Водитель все еще недовольно гудел, гудела и сама машина.
– Да, брось ты, Санчо! – ответил Макарио, а пассажиром был он, и, приоткрыв дверцу, поднял с земли грязную однодневку, встряхнул ее брезгливо двумя пальцами, близоруко глянул на разворот.
Во всю ширь там красовался правильный ряд букв...,  слогов..., слов... – до него не сразу дошел смысл заголовка:
“Пожизненный Сенатор будет сегодня выступать в Парламенте!”
– Санчо! Давай, дружище, жми в студию!
– Ты думаешь, он все-таки решится? – спросил водитель.
– Похоже на то. Десять лет эта сволочь ни разу не заходила в здание – боялся. Ему предсказали, как я слышал... Старушка одна предсказала, что из племени араукан. "Убийца моих сыновей сгинет лютой смертью в том же месте, где погибли они!" – так она пророчила, старая колдунья, а индейцы редко ошибаются, коль прозревают судьбу. И еще она сказала, вместе с Пожизненным Сенатором сгинет и вся его свора придворных лизоблюдов.
– Не верю я, Макарио, индейцам. И в судьбу тоже не слишком верю. Мне нагадали генеральские погоны, – Санчо усмехнулся, – а я вот, таксист. И не жалею о том. И ты не хуже меня знаешь, что Сенатору обещана неприкосновенность. Он никогда бы не оставил свой пост более молодому Приемнику, если бы не сумел выторговать себе спокойную старость и отпущение грехов за все злодейства. Кина не будет.
– Будет, Санчо, будет, – возразил Макарио. – Если в предсказание верить, а наш Пожизненный Сенатор в них верит – не случайно новое здание на месте прежнего Парламента выстроили – все так и случится. И случится сегодня! Чую! Не знаю, как гадание, но профессиональное чутье меня давно не подводило. В студию, жми в студию

*  *  *
Грянуло орудие.
Публика заорала, подбрасывая шапки.
– Так их, так!
Зеваки жрали пряную пицу и пили маисовую.
Пленка шипела, ролики скребли, механика трещала.
Вторая камера, наведенная на здание, бесстрастно фиксировала расстрел...
Макарио замедлил скорость до предельной. Ста двадцати пяти миллиметровый снаряд устремился к дымящимся черным пролетам окон, проник в одну из этих уже пустых глазниц, рванул изнутри.
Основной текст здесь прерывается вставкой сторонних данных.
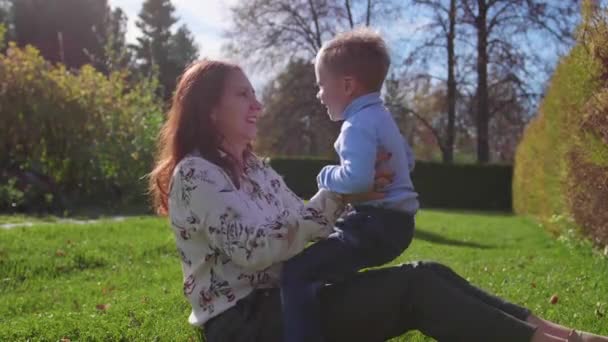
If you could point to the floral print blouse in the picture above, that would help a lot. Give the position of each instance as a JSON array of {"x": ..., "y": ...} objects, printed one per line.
[{"x": 232, "y": 241}]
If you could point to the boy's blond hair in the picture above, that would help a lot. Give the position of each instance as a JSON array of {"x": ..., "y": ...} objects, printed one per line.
[{"x": 361, "y": 53}]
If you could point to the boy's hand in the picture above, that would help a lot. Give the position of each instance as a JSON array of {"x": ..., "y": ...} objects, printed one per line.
[{"x": 382, "y": 178}]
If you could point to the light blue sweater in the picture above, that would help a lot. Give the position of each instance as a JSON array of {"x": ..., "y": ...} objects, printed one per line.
[{"x": 368, "y": 126}]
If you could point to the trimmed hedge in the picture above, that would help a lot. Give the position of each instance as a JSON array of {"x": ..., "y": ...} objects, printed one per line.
[
  {"x": 72, "y": 137},
  {"x": 473, "y": 187},
  {"x": 561, "y": 164}
]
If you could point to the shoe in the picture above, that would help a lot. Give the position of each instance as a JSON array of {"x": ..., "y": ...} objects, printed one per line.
[{"x": 576, "y": 336}]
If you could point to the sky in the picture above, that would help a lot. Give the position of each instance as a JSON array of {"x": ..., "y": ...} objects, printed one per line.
[
  {"x": 208, "y": 19},
  {"x": 205, "y": 18}
]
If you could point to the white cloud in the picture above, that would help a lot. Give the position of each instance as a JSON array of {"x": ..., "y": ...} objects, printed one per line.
[{"x": 207, "y": 19}]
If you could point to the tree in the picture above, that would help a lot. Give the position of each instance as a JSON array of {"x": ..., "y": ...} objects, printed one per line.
[
  {"x": 183, "y": 49},
  {"x": 155, "y": 48},
  {"x": 152, "y": 49},
  {"x": 294, "y": 121},
  {"x": 6, "y": 19},
  {"x": 117, "y": 55},
  {"x": 442, "y": 25},
  {"x": 267, "y": 32},
  {"x": 500, "y": 26},
  {"x": 74, "y": 42}
]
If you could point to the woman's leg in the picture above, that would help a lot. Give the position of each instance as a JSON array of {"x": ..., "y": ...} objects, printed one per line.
[
  {"x": 378, "y": 305},
  {"x": 389, "y": 302},
  {"x": 459, "y": 282},
  {"x": 544, "y": 326}
]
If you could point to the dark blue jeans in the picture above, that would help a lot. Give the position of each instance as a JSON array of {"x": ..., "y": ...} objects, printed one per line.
[{"x": 366, "y": 237}]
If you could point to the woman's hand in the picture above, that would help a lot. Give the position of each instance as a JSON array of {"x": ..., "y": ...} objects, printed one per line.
[{"x": 382, "y": 178}]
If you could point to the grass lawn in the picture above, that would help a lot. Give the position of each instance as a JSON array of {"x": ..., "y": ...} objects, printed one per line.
[{"x": 122, "y": 280}]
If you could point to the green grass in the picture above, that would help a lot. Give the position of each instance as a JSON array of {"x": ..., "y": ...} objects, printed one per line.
[{"x": 122, "y": 280}]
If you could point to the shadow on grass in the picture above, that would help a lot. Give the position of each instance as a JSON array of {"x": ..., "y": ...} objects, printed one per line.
[{"x": 442, "y": 240}]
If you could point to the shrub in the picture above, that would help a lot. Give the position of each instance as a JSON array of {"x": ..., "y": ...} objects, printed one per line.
[{"x": 475, "y": 187}]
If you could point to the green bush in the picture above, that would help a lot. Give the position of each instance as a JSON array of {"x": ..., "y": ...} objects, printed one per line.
[
  {"x": 475, "y": 187},
  {"x": 80, "y": 135},
  {"x": 561, "y": 164}
]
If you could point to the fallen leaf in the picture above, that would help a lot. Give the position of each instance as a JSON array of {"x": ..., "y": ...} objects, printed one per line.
[
  {"x": 554, "y": 299},
  {"x": 102, "y": 307}
]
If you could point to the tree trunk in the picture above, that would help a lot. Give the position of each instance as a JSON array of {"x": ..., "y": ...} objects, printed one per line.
[
  {"x": 349, "y": 12},
  {"x": 483, "y": 144},
  {"x": 368, "y": 19},
  {"x": 448, "y": 155}
]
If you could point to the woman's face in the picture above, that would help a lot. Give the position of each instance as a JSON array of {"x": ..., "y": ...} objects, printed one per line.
[{"x": 238, "y": 111}]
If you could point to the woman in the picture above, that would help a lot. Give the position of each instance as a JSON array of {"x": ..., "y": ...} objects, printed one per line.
[{"x": 235, "y": 221}]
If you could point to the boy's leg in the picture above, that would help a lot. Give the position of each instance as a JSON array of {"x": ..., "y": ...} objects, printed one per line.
[
  {"x": 364, "y": 239},
  {"x": 376, "y": 306}
]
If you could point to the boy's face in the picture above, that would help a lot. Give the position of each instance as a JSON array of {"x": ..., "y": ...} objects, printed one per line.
[{"x": 335, "y": 92}]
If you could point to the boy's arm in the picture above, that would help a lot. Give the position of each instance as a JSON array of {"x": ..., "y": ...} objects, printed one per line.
[{"x": 357, "y": 150}]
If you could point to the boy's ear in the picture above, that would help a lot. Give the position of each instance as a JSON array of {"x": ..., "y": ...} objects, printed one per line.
[{"x": 349, "y": 85}]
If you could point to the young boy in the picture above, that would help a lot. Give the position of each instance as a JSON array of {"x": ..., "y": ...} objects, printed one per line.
[{"x": 350, "y": 71}]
Этаж ощетинился языками пламени.
Затем снова работал первый оператор:
– Чтоб они там сгорели, сволочи! – вопила толпа.
– Да здравствует Сенатор!
Камера скользнула вдоль моста – четыре танка вели прицельный огонь, методично расправляясь с боекомплектом. На том берегу виднелись еще четыре машины.
– Ну, что, Мак! Обгадились твои? – директор по-отчески положил ему руку на плечо.
Макарио резко обернулся, стряхивая ладонь, исподлобья глянул на директора.
– Шучу, шучу! – успокоил тот.
Он снова развернулся к пульту.
Камера дала наезд на первый этаж. Сперва он, Макарио, не понял, что это. Резкости не хватало: колючий кустарник с редкими листья – это сейчас, десять лет спустя, камеры сами меняют межфокусное расстояние, выдержку и прочее.
Подходы к Парламенту были блокированы по всему периметру мотками спирали Бруно. Клочья одежды и мяса висели повсюду.
Раскуроченный дверной проем на метр от верха был забрызган мозгами справа и слева.
Сотни трупов не успевших вбежать внутрь бедалаг громоздились тут же.
– Ты снимал? – деловито осведомился директор студии, попыхивая сигарой – он так и стоял за спиной.
– Нет! – отрезал Макарио, – я был там, я успел.
За окном часы городской колокольни пробили двенадцать. Жители Сиудад-де-примера-корона, или просто Сиудада, готовились отобедать.

*  *  *
Он был там, он запомнил все, до единой детали этого кошмара наяву.
На верхних этажах люди сгорали, как свечки, лишь понаслышке зная, что такое Освенцим. Оказалось, журналисты врали, хорошо горят не только евреи. Хорошо горит любая плоть.
Да, в двенадцать орудия умолкли. Зрители на мосту жевали пирожки и жрали соленые маисовые хлопья. Час передышки. Целый час тишины.
По внутреннему радио к укрывшимся в здании обратился Председатель – станция работала едва-едва, что называется на ручном приводе. Четвертые сутки без света, тепла и воды. Четыре дня и три долгих ночи, как дикие звери в клетке. Говорил он недолго, хотя знал что сказать и умел находить даже в самые страшные мгновения самые нужные слова.
Потом послышалась мелодия, едва различимая прерывающаяся скрипом и скрежетом помех:

...Жили счастливо люди простые,
Разорвавшие бремя оков.

Но сегодня мы снова в неволе,
Потемнел небосвод над страной.
На борьбу за свободную долю -
Поднимайся, народ трудовой!

Венсеремос, клич свободы, -
Над страною призывно лети!
Венсеремос, Венсеремос -
Это значит, что мы победим!

Но радио умолкло. И в жуткой, леденящей тишине кто-то молвил:
– Сейчас снова начнут!
– Мы не сдадимся! Честь превыше жизни! – твердо сказал Макарио.
Санта выхватила у него громкоговоритель и кинулась к окну, выходящему на мост. Она просила военных не стрелять, она убеждала их, что в здании только штатские, и что у них тоже есть семьи. Оружие только у внутренней охраны, но им положено по роду службы – они охраняют законно избранную власть.
В ответ рявкнуло танковое орудие, за ним второе. Здание содрогнулось до фундамента.
– Сволочи! Жадные грязные сволочи! – подумал Макарио, и бросился к Санте, чтобы увлечь ее внутрь – конструкции еще держали.
– Палите! Стреляйте, предатели! Всех вам не перестрелять! – выкрикивала она, срывая голос в хрип.
– "Венсеремос", "Венсеремос"! Над страною призывно лети! – донеслось с верхних этажей.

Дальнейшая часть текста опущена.